Re-membering: the second Christological framework for pastoral supervision

The word re-member indicates the deeper significance of memory, place, and bodies. To re-member is to weave back together. Gifford identifies the interconnecting threads of re-membering by noting the various strands of Australian Aboriginal songlines—the Dreaming stories, practical information (migratory, food-gathering, waterholes), secret and sacred sites—‘all those strands, which we analytically tease out and separate into discrete categories, are woven into one cable, the lifeline of articulate memory that sustains all things’.32 I propose the kind of re-membering for pastoral supervision that is the lifeline that sustains all things: Gifford’s zone of remembering. Across the Pacific Ocean, the First Peoples of North America bore witness to the power of re-membering at Standing Rock. The testimony of Grande and McCarty is powerfully prophetic:

Beyond the spectacle, however, Standing Rock provided the opportunity for a hard reset, a literal re-grounding and 're-membering' of Indigenous relations and relationality as the grist of the past and hope for the future. The Lakota teachings of mitakuye oyasin (we are all related) not only withstood but prevailed against the violences of neoliberal capitalism and settler colonialism.
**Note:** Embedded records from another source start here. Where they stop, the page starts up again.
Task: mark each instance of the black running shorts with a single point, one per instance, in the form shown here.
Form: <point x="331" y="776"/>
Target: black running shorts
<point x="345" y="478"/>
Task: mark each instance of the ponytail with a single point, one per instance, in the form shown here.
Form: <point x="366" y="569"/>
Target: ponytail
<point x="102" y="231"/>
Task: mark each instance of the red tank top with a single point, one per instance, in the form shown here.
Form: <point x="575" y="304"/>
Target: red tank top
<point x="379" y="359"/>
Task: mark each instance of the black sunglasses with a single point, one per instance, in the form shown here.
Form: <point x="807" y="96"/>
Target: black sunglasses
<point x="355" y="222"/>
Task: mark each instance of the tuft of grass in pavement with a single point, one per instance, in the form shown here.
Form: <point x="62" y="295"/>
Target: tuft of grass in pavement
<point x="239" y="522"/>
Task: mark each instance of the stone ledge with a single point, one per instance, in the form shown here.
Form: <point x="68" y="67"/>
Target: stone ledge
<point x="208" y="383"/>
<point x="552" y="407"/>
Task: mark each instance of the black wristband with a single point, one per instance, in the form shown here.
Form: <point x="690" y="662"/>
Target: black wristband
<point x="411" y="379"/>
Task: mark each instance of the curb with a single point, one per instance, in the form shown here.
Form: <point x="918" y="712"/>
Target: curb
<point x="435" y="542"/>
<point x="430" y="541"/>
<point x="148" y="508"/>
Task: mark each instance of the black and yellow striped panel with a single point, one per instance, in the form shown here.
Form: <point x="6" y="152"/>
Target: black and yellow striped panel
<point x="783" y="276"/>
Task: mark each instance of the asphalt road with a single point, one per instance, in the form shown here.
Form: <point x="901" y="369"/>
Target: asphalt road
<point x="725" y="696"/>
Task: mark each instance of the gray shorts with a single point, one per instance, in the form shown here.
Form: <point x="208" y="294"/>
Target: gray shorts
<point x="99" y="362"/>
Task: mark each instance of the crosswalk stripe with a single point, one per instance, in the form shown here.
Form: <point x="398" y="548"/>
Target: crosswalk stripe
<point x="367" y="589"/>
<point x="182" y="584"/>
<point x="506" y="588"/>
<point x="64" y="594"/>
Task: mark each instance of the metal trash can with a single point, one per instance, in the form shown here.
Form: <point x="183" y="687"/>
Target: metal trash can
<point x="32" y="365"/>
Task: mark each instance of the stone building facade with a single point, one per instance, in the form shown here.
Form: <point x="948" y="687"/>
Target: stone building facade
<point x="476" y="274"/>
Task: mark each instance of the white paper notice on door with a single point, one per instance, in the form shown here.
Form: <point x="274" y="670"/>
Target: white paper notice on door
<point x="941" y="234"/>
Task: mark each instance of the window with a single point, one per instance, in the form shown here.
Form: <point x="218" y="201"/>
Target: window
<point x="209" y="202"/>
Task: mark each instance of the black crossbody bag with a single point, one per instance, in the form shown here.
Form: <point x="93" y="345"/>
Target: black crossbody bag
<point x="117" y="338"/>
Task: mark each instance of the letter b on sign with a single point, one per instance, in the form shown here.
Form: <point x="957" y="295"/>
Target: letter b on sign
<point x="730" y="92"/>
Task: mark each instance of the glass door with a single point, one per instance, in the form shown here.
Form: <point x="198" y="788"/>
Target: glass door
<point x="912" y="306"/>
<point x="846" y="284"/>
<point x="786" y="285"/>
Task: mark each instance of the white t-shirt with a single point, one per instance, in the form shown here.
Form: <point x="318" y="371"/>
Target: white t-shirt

It is the antidote.33

Lives of ancient people were sustained by re-membering place and memories: from Australia’s First Peoples and their songlines (the oldest, continuing culture in the world) to the Hebrew people of God and their Mosaic code. Contemporary people, by comparison, are displaced and distracted. Technological advances have rendered those of us gifted with good memories somewhat irrelevant (a trivia night at the pub or a fundraiser a rare exception). Virtual assistants (such as Siri and Alexa) can answer most of our questions, retrieve the information we require from vast sources quickly, and remind us where to turn or whom to call. What part of the globe we inhabit seems to matter less, particularly for the privileged.

If re-membering place, bodies, and memory appears obsolete, then something hidden and precious has been lost from our lives: being re-membered. I do not merely mean forgetting a name or a face. What happens when our distracted and displaced culture forgets our common home, forgets peoples’ dignity and honour and the land, water, air, plants, and animals that sustain life? The primary emphasis of a re-membering Jesus is not the active verb (people can—and should—remember Jesus) but as a gerund: Jesus is an agent who remembers us. The two aspects are, naturally, woven together. In the Lukan narrative of the passion, the cross, and the resurrection, however, the clear emphasis is on Jesus as the One who remembers—in the garden the night before his death, on the cross moments before he dies, and then in another garden in the early moments of his resurrection. Luke’s Christology is characteristically shaped by the remembering Jesus: the Jesus who remembers.

Postscript: un-remembered by Jesus from the cross—the first wrongdoer (Luke 23:39-43)

The conversation between Jesus and the two wrongdoers crucified with him is peculiar to Luke. Some commentators believe it constitutes the core of Luke’s crucifixion narrative. Luke is the only gospel recording the response of repentance by one of those crucified with him. One of those condemned to die with Jesus responds with repentance and receives the promise of salvation; the other rejects the possibility of grace and calls down judgement and condemnation on himself.

Speaking at a conference of bishops and theological educators in 2016 in Uganda, I was challenged by the conference patron, Bishop Duncan, that I had too little to say about the unrepentant and the unreconciled person: the un-remembered according to Miroslav Volf.34 For example, in Jesus’ parable of Luke Chapter 15, it is the elder brother who remains unrepentant and unreconciled. From the cross, it is the first wrongdoer who does not encounter God’s mercy in the remembering Jesus. The first wrongdoer, according to Luke’s gospel, dies tragically: he does not contemplate his death, he refuses to critique his own life and actions, and remains thoroughly unconverted. Socrates warned of the dangers of the unexamined life. Here, writ large in Luke’s story of the cross, is the fatal nature of one such life. What does Luke tell us about this unrepentant, unreconciled, and un-remembered figure? First, this figure cannot, or will not, see and recognise Christ the mediator, the remembering Jesus. Instead he sees only a potential saviour, a convenient miracle worker saying,‘Are you not the Messiah? Save yourself and us!’ (Lk. 23:39). Why can’t he see and recognise the merciful rule of King Jesus? This wrongdoer’s heart is full of derision and contempt; according to Luke, ‘one of the criminals who were hanged there kept deriding him’. The original language here gives deeper insight into the unreconciled: eblasphemei: to speak in a disrespectful way that demeans, denigrates, maligns. In relation to humans, this expresses itself in slander, revile, defaming the other; disrespect and lack of honour, as we discovered in the parable of the prodigal. In relation to God, this expresses itself as blasphemy, lack of worship, lack of faith. In the heart of one who refuses to contemplate, critique, or convert, it becomes the self-interest that kills. This kind of self-reliance, selfjustification, self-promotion, self-centredness is the bondage of the will, according to Luther. This is a zone of forgetfulness, outside the memory of God, un-remembered by Jesus.